Jornal Correio
O presidente da Ford América do Sul, Lyle Watters, se reuniu nessa segunda-feira (2) com cerca de 500 funcionários e fornecedores da Ford de Camaçari. No encontro, falou da necessidade urgente de reduzir custos em várias áreas da empresa e, assim, garantir maior competitividade da unidade. A mensagem dura foi acompanhada de uma outra bem mais animadora: se a lição de casa for feita, a montadora irá iniciar, em breve, um novo ciclo de investimentos na Bahia.
Em entrevista exclusiva ao CORREIO, Watters se mostrou otimista com os negócios da companhia no país. “Se esses ajustes forem feitos, eu vejo um futuro brilhante para esta planta”, afirmou o executivo.
O senhor esteve em Camaçari para uma importante reunião com empregados, fornecedores, sistemistas e representantes da comissão de fábrica. Que mensagem veio transmitir?
Nós temos aqui em Camaçari pessoas incríveis. Mas nós temos um problema muito grande: a nossa base de custos não é competitiva no longo prazo. Decisões e medidas urgentes precisam ser tomadas. Vim a Camaçari para falar também sobre a possibilidade de um novo ciclo de investimentos aqui. Minha intenção foi fazer isso olhando nos olhos de todos. Desta forma, todos os envolvidos – funcionários, fornecedores, representantes de sindicatos e gerentes – ouvem a mesma mensagem ao mesmo tempo. É muito interessante e animador ter esta oportunidade. Por outro lado, é uma mensagem difícil. A minha mensagem principal é a seguinte: estou determinado a tomar todas as medidas necessárias para ajustar os negócios da empresa na América do Sul, e daí colocá-la num caminho que seja viável, que seja saudável no futuro. Caso contrário, as consequências são realmente muito significativas em termos de novos investimentos.
De imediato, o que é preciso ser feito para aumentar a competitividade da planta da Ford em Camaçari?

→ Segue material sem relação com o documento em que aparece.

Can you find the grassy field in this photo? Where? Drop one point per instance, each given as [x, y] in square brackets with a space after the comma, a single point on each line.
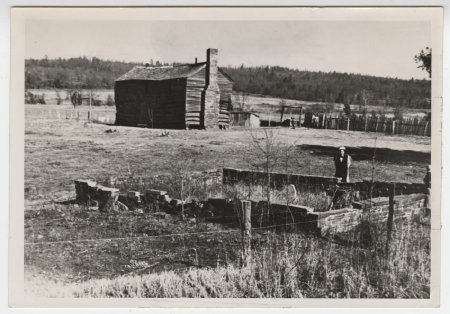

Temos grandes desafios de custos aqui. É preciso fazer uma reestruturação de custos com mão de obra. Na área de engenharia, tem a questão logística, a necessidade de aumentar a produtividade da unidade. Vamos trabalhar em conjuntos com fornecedores e funcionários para fazer isto acontecer. O lado bom é que se nós conseguirmos fazer estas melhorias em Camaçari eu vejo um futuro brilhante para esta planta. Foi aqui que o projeto Amazon nasceu. Aqui há muita criatividade e eu consigo perceber a garra das pessoas, o desejo de vencer. Porém, precisamos de mais que isso, precisamos fazer acontecer esta reestruturação.
Existe algum prazo para que este processo de redução de custos aconteça? E quando seriam anunciados os novos investimentos?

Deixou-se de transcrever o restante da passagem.